SYNOPSIS OF THE VOTE

Regular Regency men
33
Presiding elderlings
15
Serious ninnies, affrighted with the bugbear of Nazaritism
2
          Total for expulsion
50
Members who voted against expulsion
17
Members of Conference who did not vote at all
53
          Total who did not vote for expulsion
70
          Total number of members
120

     It will be noticed that a remarkably large number of the preachers did not vote. Carlton had managed to have it carefully whispered around, so loud that all could hear it, that the Bishop was going to make the appointments of the preachers according to their standing up for the Church, i. e., the regency faction,—in this eventful crisis. All the Presiding Elders were fast friends of the Church, i. e., the tools of Carlton, Robie & Co.,—except one; and he was removed at this Conference, and expelled at the next. The skilful rattling of the loaves and fishes in the market baskets labeled P. B. did the thing. It worked both ways; gaining both votes, and blanks, or no votes.

     This accounts for a large number who would not vote wickedly, and dare not vote righteously. The appointing power is omnipotent ;—and he who has the faculty of fawning, or bullying, or deceiving It into his service, can do or be anything he pleases.

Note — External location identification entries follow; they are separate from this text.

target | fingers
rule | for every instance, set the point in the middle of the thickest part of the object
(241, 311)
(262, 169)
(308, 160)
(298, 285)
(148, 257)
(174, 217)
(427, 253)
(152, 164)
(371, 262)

     Both Mr. Roberts and Mr. McCreery gave notice of appeal to the General Conference, having full confidence that if their cases could come before that body their vindication would be complete, and their restoration to the Church and to the Conference would follow. Their appeals were never permitted to come before that body, however, greatly to their own disappointment and to the disappointment of thousands throughout the borders of American Methodism. The reason will appear as we proceed with our story.

 

[1] Page 646.
[2] See Appendix B, for full text of this Review.
[3] “Outline History,” p. 40, Sec. 21.